19/ VC is a repeated game. Others would hear about this and never work with that investor again.


This happens, and sometimes the same investor does it over...and over...and over again. In our case we know of several times the investor pulled this.
20/ For me when this happened I felt embarrassed that one of our investors wanted to sell early. I’ve already talked about some of this investor’s bad behavior in the past (some of which is chronicled below). But it still was embarrassing to be dumped.

21/ I felt scared. Scared about what this meant for us. Was I misunderstanding how bad the situation was? (It took place in the middle of the pivot…. already a really hard time) I was scared that this would make the situation even worse (it did).
22/ I felt frustrated. Frustrated that the investor couldn’t just wait. We had two world class growth investors coming into the round. Why couldn’t our investor see what they saw- that the future was super bright?

23/ I felt hurt. The way the investor went about it was horrible. Effectively two weeks before the intended close of the growth round, the investor said he wanted to sell 50% of his stake.

You know, because you can just find an extra $5m easily in 2 weeks…..after a pivot.
24/ At the pivotal point (pun intended), weeks before projected close I received 2 emails in a 3 hr span asking to talk. Subject line on both “Give me a call.” My response, while on a plane to Asia, asked what it was about and if we could talk over email. Here is what I got back:
25/ Pro-tip for any newbie investors, or people that just want to have empathy. During a really stressful time, the email entitled “give me a call” without context, just heightens the stress.
26/ Here was my response, anonymized and unedited:
27/ (the extra color there is that we kept hearing- at an increasing pace- about side conversations he was having with other investors, potential investors in the round, and saying different things to different people, most of which was counterproductive.

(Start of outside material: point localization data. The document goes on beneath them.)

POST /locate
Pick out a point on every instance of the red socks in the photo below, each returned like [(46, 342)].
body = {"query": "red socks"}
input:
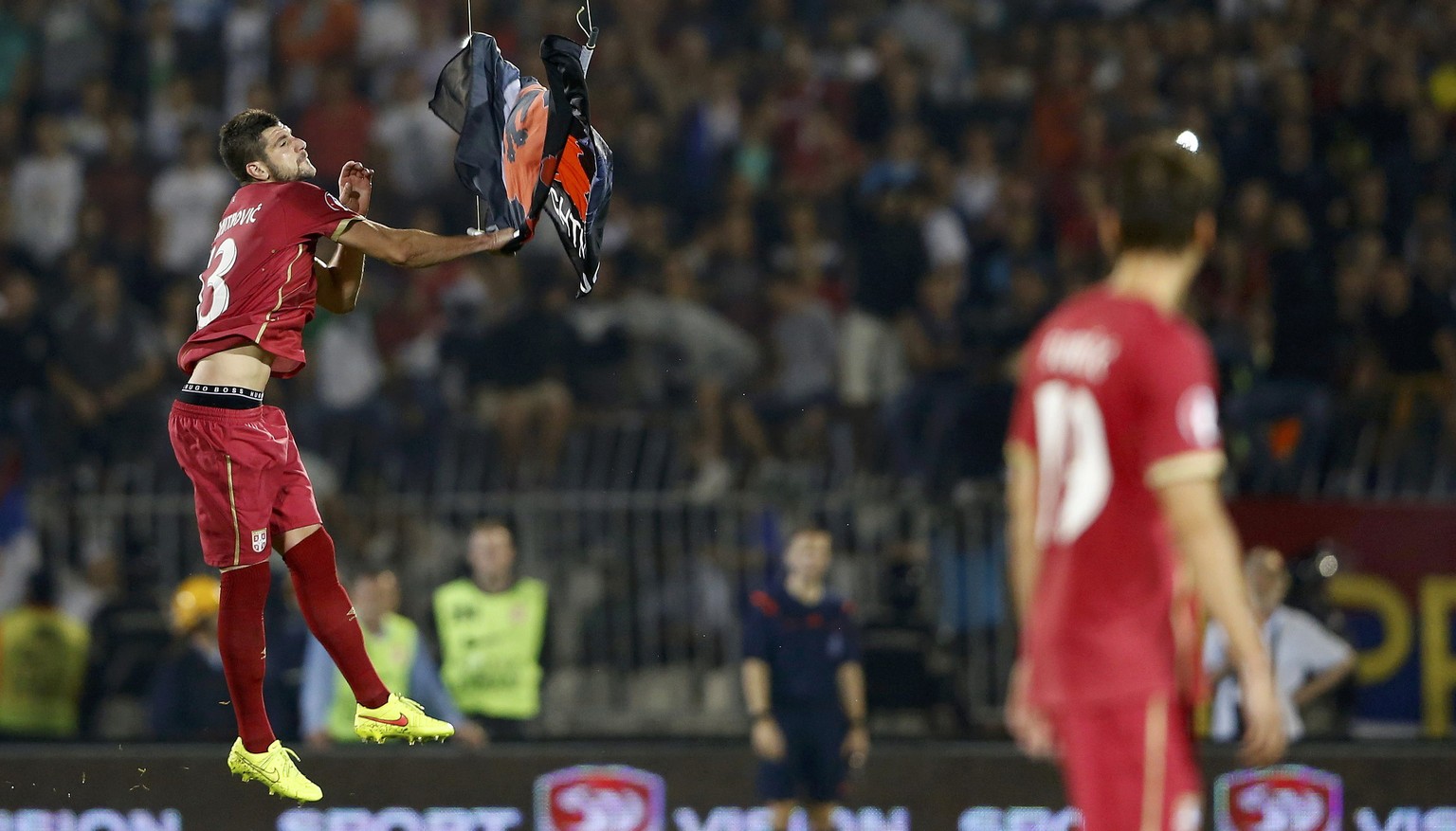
[(242, 643), (331, 616)]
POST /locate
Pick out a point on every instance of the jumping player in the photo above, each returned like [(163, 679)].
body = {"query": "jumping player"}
[(250, 489), (1114, 511), (804, 686)]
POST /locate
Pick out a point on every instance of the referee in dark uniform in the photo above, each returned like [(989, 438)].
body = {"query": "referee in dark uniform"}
[(804, 686)]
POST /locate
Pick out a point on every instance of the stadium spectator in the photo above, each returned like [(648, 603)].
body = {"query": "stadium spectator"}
[(521, 361), (25, 341), (121, 182), (43, 665), (128, 638), (800, 388), (46, 195), (190, 693), (399, 655), (492, 630), (105, 366), (185, 201), (1414, 347), (1309, 661), (711, 360), (1296, 331), (925, 418)]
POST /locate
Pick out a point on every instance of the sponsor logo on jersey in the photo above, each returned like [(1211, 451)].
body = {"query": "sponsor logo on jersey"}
[(1198, 417), (600, 798), (1284, 798)]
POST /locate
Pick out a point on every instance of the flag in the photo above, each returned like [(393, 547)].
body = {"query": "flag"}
[(527, 146)]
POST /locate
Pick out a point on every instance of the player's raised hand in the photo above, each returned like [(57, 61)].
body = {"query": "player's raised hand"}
[(504, 241), (355, 187), (1265, 736), (1028, 725)]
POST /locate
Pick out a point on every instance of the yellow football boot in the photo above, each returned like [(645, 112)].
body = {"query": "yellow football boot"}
[(276, 768), (399, 719)]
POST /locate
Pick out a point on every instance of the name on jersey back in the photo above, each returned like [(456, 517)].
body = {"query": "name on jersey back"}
[(1079, 352), (242, 217)]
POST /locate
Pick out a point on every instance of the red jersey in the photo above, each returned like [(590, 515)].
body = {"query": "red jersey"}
[(260, 282), (1117, 399)]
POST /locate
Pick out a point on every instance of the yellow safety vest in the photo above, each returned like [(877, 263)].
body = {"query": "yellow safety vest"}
[(43, 667), (491, 646), (391, 651)]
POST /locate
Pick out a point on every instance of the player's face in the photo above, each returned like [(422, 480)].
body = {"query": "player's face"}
[(491, 551), (1268, 580), (809, 556), (285, 156)]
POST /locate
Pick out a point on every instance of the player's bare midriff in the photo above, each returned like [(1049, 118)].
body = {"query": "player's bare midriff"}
[(246, 366)]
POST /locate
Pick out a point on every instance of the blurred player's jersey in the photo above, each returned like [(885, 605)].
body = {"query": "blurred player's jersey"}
[(1117, 399), (260, 284), (803, 645)]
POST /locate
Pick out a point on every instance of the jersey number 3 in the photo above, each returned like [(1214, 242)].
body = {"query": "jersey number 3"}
[(211, 303), (1075, 475)]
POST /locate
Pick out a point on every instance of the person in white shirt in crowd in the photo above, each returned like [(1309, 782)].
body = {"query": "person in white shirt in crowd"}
[(1309, 659), (185, 203), (46, 195)]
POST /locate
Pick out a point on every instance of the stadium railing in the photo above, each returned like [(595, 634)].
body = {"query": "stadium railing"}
[(646, 588)]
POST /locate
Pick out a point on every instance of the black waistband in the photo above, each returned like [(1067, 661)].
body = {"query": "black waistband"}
[(220, 396)]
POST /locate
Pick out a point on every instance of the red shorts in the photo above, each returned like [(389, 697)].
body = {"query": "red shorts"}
[(1130, 766), (247, 480)]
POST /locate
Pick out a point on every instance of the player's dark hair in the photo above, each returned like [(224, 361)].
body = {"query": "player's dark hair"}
[(491, 523), (241, 140), (1159, 190)]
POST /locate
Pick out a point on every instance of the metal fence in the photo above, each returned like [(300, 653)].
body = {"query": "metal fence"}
[(648, 588)]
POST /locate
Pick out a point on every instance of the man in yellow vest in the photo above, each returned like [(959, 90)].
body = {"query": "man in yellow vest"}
[(492, 627), (43, 665), (395, 648)]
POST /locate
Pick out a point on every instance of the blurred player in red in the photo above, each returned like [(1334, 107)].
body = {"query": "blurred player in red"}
[(1114, 461), (252, 492)]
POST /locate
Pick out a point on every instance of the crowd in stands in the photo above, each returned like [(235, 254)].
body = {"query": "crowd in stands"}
[(828, 214), (834, 223)]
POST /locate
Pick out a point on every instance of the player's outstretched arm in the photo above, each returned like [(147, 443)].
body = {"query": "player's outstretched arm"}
[(1210, 548), (765, 735), (850, 681), (1021, 527), (1029, 727), (410, 247)]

I & the board were upset
28/ I don’t share my response because I’m proud of it. I probably wish I had dealt with it differently. I share it so that others can see how 1 CEO dealt with the situation. I did a ton of second guessing during that painful period.
29/ I didn’t know who I could talk to and i didn’t know what “normal” looked like, if anything.

I hope getting this example into the world helps.

There isn't a playbook for this kind of junk.
30/ I felt bullied -if that is an emotion. Eventually he got what he wanted and sold in the round. But we had to give up a lot to make it happen, put a ton of effort in (he put in very little) and it caused meaningful pain.
31/ In retrospect I took it too personally. I regret that, not because I regret my actions with him, but because I regret the impact I allowed it to have on my own mental health- which in turn impacted my ability as a CEO.
32/ Maybe there are other lessons that I missed from the experience. But I’m sharing in part because I think the entire event is very stigmatized and I wish other CEOs wrote about it more.
33/ I am not naming him on purpose because I don’t want to use my platform to hurt his LPs and his portfolio companies. I want to use my platform to help entrepreneurs (and maybe other investors) by sharing my experiences, especially the painful ones.
34/ My goal in this TweetStorm was not to vent. My goal was to help get more difficult experiences out in the world so that other entrepreneurs going through hard times know they aren’t alone.

Candidly I don’t have advice- this type of situation is just really hard.